5 Blue Note classics from pianist Horace Silver – all packaged together here in cool LP-styled sleeves! First up is Doin The Thing – one of the few live recordings ever done by Horace Silver during his Blue Note years – a real surprise, considering what
a crowd pleaser he was at the time! The set catches Horace working with that great quintet that graced most of his best early Blue Notes – with Blue Mitchell on trumpet, Junior Cook on tenor, Gene Taylor on bass, and the always-amazing Roy Brooks on drums. The groove is tight tight tight, and the live set crackles with the same sort of energy as the live sessions by the Jazz Messengers on Blue Note – rolling soul
jazz, but with a bit of a lyrical touch to flesh things out. Because of the live setting, tracks are a bit longer than the usual Silver session – which makes for freer soloing, and a bit of a rougher edge that keeps things lively throughout. Titles include "The Gringo", "Filthy McNasty", and "Doin' The Thing". Cape Verdean Blues is a classic set from Horace Silver – one in which his quintet is expanded by some great guest work from trombonist JJ Johnson! Johnson's at the height of his 60s powers here – blowing with that lean, soul
ful style that always made any record sparkle – and although he's only on half of the tracks on the date, his presence is more than worth the heavy billing he gets on the cover! Other great members of the group include Woody Shaw on trumpet, Joe Henderson on tenor, and rhythm from Bob Cranshaw on bass and Roger Humphries on drums – all coming together with that wonderful 60s Silver groove. The set's filled with sweetly grooving originals by Horace – a blueprint for the exotic style of soul
jazz he helped to forge at the time – great writing all around, on titles that include "Mo Joe", "Nutville", "Bonita", "The African Queen", and "Pretty Eyes". Tokyo Blues is one of Horace Silver's greatest records ever – and the album that always makes us remember how many of his tunes are now etched in the memory of modern jazz! The album's got a slightly exotic bent that you might guess from the title – a furthering of the sound that Silver first started on his own after breaking with Art Blakey – a hint of more cosmic modes to come in soul
jazz, yet still served up here with more of the punch you might expect from 60s Blue Note. The group is great – with Blue Mitchell on trumpet and Junior Cook on tenor – both super-tight at the start of the tunes, then breaking off into deeply personal territory on their solos. Rhythm is from Gene Taylor on bass and John Harris on drums – the latter a lesser-known compatriot of Silver, but one with a nicely loose sensibility that really adds a lot to the record. The writing is great – and titles include "Sayanara Blues", "Tokyo Blues", "Ah So", "Cherry Blossom", and "Too Much Sake". Silver's Serenade is a bit less well-known than some of the real Horace Silver classics on Blue Note – but an incredible record that shows the Silver Quintet at all its lyrical best!

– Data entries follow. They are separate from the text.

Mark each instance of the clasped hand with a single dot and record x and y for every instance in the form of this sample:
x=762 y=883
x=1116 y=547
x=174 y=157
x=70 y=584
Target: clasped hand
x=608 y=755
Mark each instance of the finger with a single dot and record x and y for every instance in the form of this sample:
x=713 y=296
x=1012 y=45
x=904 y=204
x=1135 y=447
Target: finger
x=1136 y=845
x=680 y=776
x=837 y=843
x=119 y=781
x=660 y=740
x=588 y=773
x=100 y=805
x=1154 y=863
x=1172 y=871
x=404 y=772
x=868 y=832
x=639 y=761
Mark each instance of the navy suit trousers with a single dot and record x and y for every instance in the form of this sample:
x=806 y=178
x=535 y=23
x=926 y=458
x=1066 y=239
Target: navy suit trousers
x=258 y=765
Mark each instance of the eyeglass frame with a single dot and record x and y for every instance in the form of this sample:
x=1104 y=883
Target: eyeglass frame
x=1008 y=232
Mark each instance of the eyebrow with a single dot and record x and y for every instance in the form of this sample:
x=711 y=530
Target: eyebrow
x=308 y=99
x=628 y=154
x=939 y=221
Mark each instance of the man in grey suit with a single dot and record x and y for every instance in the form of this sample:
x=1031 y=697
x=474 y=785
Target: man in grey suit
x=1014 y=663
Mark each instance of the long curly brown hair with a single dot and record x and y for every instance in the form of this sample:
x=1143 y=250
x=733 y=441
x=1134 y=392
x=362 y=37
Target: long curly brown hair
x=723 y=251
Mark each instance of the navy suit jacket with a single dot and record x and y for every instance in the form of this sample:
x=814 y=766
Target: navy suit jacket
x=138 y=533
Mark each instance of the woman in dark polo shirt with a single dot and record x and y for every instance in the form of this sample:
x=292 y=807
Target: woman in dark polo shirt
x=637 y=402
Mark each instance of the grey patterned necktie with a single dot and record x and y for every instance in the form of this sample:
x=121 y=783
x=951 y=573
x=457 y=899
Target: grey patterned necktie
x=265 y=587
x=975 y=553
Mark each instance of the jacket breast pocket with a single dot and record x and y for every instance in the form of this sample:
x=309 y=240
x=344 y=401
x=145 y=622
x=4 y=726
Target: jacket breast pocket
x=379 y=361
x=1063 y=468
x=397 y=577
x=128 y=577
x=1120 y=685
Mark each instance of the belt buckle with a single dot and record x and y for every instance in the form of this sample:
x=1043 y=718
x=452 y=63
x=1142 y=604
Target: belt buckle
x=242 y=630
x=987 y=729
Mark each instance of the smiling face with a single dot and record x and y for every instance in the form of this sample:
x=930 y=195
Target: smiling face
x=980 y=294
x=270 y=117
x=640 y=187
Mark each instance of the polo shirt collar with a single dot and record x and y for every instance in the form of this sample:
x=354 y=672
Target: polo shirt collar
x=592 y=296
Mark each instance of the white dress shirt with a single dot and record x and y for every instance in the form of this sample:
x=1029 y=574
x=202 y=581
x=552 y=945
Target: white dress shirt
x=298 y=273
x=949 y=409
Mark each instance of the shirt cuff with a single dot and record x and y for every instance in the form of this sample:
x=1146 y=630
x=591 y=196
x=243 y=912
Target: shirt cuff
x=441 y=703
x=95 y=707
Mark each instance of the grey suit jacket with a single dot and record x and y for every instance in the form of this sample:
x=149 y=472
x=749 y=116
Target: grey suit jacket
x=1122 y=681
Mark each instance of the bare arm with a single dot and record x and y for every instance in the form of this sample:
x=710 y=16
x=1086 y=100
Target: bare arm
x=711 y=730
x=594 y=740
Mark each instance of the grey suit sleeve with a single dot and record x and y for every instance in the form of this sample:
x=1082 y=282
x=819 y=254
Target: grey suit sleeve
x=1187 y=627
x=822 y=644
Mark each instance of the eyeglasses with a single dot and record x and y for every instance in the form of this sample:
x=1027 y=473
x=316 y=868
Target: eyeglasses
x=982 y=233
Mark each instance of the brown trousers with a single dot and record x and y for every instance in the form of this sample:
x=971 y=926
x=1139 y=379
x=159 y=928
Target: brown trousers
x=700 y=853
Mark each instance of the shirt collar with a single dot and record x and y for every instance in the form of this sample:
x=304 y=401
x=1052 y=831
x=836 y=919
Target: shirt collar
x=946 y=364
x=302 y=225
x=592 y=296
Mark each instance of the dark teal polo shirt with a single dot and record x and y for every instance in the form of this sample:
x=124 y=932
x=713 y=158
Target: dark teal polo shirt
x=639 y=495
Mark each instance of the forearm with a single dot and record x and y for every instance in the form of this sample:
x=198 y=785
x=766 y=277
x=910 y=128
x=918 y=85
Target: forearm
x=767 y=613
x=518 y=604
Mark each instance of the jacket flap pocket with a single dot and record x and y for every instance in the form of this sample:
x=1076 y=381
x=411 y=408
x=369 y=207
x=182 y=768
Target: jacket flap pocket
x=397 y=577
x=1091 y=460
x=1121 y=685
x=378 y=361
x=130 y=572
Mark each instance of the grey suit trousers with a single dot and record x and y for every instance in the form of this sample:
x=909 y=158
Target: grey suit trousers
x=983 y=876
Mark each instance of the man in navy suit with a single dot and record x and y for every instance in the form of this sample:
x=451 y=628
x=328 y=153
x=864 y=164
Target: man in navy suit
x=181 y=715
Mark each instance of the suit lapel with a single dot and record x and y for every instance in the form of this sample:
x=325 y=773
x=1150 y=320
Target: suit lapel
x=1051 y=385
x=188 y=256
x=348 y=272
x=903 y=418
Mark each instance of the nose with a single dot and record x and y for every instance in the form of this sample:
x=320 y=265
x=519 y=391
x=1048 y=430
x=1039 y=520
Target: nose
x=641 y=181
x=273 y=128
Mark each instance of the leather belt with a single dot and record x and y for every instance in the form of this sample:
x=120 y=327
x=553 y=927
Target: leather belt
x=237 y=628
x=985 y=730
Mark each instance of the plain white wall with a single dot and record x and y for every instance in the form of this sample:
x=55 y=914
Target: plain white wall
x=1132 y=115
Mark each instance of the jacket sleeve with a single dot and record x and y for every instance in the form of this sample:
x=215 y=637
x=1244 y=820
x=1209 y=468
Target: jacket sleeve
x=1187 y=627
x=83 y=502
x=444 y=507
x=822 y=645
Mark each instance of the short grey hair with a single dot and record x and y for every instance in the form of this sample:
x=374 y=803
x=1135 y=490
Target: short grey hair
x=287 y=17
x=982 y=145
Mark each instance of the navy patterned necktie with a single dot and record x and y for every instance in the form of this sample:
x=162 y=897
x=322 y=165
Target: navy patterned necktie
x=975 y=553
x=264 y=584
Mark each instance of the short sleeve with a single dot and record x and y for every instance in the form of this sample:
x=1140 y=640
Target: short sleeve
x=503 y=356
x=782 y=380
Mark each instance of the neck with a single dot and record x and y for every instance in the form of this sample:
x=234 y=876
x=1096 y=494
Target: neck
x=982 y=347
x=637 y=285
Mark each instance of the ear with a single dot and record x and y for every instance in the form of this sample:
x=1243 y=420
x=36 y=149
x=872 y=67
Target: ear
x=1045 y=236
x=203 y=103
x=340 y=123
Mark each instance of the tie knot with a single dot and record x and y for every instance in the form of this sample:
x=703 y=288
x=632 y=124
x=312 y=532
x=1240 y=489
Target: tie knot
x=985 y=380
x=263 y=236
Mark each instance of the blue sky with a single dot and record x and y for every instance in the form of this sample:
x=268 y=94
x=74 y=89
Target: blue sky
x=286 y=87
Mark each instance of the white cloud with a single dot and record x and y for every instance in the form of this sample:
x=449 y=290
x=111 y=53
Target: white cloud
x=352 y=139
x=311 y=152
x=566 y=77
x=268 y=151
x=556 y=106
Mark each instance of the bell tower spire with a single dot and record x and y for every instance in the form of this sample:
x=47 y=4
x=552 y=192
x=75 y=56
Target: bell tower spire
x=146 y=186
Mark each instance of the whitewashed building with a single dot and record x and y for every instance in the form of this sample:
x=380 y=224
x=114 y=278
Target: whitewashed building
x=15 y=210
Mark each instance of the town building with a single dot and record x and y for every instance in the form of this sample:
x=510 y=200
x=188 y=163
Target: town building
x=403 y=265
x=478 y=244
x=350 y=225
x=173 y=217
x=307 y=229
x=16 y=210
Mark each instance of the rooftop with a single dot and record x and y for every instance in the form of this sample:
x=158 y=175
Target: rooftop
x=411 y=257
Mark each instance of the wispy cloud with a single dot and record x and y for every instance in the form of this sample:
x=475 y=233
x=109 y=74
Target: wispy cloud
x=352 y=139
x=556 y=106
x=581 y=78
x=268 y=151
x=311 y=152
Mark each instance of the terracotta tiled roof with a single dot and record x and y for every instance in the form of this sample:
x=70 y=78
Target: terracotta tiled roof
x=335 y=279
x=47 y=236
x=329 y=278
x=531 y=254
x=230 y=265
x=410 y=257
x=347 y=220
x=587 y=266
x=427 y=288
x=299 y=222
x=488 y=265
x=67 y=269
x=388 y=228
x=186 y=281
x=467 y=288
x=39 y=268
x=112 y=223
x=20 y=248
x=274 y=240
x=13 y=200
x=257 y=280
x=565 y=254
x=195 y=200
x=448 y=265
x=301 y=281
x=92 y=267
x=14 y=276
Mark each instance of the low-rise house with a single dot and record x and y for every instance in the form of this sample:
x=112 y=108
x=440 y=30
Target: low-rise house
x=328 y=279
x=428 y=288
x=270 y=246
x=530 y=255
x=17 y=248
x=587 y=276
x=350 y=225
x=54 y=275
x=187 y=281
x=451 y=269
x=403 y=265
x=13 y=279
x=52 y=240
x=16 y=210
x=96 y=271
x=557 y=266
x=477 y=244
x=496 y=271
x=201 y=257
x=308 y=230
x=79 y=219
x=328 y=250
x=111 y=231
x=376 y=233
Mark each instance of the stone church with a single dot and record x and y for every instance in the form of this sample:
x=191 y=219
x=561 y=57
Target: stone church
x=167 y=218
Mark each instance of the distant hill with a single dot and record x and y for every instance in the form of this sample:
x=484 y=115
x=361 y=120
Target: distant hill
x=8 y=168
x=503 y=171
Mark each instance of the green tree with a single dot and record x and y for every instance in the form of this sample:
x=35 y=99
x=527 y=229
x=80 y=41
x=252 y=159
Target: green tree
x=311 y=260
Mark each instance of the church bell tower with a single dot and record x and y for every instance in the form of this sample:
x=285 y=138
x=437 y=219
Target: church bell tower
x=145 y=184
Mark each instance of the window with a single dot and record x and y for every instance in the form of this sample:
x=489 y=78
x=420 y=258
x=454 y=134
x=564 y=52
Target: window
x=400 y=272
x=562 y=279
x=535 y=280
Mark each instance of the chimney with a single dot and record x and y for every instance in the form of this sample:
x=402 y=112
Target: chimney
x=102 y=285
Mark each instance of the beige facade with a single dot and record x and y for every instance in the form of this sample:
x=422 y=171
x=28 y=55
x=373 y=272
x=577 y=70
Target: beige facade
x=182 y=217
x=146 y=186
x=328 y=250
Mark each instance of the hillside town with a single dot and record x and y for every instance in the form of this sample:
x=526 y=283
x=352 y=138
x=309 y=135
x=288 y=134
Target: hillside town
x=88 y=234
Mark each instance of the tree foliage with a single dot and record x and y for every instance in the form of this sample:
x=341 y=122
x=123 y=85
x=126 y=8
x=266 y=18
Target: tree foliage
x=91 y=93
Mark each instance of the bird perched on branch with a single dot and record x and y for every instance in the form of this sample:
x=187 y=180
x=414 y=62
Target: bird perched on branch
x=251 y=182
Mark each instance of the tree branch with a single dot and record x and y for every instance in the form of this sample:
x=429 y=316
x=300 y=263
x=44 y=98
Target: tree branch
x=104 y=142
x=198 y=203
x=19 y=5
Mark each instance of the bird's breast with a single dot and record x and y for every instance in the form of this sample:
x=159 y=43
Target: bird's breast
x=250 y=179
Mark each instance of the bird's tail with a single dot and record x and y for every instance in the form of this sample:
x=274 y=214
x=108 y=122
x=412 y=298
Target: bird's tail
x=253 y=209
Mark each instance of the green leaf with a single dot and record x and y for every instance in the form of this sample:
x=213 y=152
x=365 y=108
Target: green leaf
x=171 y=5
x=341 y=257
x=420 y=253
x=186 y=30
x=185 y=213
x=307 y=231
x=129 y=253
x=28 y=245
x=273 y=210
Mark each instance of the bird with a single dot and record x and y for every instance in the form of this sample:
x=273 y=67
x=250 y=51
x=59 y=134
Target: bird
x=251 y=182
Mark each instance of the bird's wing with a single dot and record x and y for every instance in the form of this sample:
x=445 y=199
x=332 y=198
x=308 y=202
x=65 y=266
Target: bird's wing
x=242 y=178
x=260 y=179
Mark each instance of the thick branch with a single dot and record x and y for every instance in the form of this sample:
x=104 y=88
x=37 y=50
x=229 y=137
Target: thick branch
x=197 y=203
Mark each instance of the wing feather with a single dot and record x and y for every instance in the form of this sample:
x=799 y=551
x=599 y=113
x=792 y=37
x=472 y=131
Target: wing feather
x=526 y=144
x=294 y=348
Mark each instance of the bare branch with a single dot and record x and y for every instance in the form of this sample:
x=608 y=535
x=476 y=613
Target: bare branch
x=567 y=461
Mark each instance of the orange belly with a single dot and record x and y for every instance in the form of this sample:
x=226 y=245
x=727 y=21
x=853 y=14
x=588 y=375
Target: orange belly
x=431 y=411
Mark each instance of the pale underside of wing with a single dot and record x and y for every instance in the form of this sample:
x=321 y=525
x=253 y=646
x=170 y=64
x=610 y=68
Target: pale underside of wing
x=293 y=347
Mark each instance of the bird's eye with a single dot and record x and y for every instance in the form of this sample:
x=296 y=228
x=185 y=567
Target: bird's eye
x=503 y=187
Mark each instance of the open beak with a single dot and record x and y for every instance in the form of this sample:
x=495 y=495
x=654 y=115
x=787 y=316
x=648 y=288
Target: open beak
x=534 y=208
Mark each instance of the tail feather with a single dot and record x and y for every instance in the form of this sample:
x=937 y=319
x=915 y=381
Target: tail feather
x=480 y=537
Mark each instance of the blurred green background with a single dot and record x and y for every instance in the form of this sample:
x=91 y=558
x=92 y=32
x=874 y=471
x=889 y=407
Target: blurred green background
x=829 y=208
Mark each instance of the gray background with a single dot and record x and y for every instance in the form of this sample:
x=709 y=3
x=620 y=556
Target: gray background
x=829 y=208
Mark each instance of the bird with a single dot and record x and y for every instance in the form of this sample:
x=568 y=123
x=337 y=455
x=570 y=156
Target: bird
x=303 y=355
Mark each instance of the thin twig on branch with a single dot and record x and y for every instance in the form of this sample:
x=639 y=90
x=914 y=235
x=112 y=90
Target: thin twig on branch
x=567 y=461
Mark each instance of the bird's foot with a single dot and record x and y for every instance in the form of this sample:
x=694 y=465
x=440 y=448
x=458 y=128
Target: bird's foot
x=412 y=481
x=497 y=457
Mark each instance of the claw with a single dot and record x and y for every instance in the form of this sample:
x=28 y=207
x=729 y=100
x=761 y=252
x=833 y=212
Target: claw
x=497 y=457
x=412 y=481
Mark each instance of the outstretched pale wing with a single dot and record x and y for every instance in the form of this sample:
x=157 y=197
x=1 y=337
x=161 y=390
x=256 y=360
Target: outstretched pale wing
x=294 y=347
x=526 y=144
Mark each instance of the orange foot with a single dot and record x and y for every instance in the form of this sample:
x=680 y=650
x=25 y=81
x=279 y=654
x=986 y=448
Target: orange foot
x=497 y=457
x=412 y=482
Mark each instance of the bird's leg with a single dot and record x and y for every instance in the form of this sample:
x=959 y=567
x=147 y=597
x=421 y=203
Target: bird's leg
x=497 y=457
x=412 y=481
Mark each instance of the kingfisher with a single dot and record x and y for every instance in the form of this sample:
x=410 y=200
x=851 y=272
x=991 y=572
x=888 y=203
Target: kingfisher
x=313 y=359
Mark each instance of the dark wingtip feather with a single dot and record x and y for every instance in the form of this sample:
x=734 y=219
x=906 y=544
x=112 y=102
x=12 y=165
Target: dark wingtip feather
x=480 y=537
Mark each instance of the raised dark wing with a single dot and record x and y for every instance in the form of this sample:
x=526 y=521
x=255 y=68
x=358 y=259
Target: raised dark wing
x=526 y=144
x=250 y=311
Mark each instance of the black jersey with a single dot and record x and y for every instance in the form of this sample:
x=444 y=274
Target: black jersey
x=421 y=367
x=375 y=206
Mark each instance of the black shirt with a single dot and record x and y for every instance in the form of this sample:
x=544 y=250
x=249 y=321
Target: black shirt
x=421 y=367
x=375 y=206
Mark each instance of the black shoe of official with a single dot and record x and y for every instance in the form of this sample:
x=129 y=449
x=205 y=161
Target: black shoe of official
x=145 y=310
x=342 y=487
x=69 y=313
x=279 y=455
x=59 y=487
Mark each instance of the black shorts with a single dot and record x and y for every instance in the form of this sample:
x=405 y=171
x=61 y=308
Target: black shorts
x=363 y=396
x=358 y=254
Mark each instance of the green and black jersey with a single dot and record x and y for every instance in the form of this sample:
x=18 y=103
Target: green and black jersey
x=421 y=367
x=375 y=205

The record is a masterpiece of original voicings from Horace – not just in the unique tunes he penned for the set, but also in the strong direction he gives the group – a well-knit lineup that includes Blue Mitchell on trumpet, Junior Cook on tenor, Gene Taylor on bass, and Roy Brooks on drums – all coming together with some of the most fluid, most intuitive energy of any combo of the time! The melodic themes are structured loosely, so that Mitchell, Cook, and Silver can extrapolate on beautifully-spun solos – and titles include "Sweet Sweetie Dee", "Nineteen Bars", "The Dragon Lady", "Silver's Serenade", and "Let's Get To The Nitty Gritty". Further Explorations is a a set of complicated tunes that really lives up to its "further explorations" title! The session's a perfect example of the way that Silver was mixing hard bop sensibilities with more exotic styles of arranging in the late 50s – pushing past the straighter bop of his Jazz Messengers years, and moving into a territory that can only be described as "Silver-esque", and which went onto have a strong impact on many other players in years to come. And although not as well known as some of Silver's other classics from the time, the album's got some key tracks that show his talents at their best – like the genius "Moon Rays", or other originals that include "The Outlaw", "Melancholy Mood", "Pyramid", and "Safari". The group, which features Clifford Jordan on tenor and Art Farmer on trumpet, has an emotional maturity that you don't always get on Blue Note sessions from these days – and the album is a hauntingly lyrical batch of tracks that is among some of Silver's finest recorded work!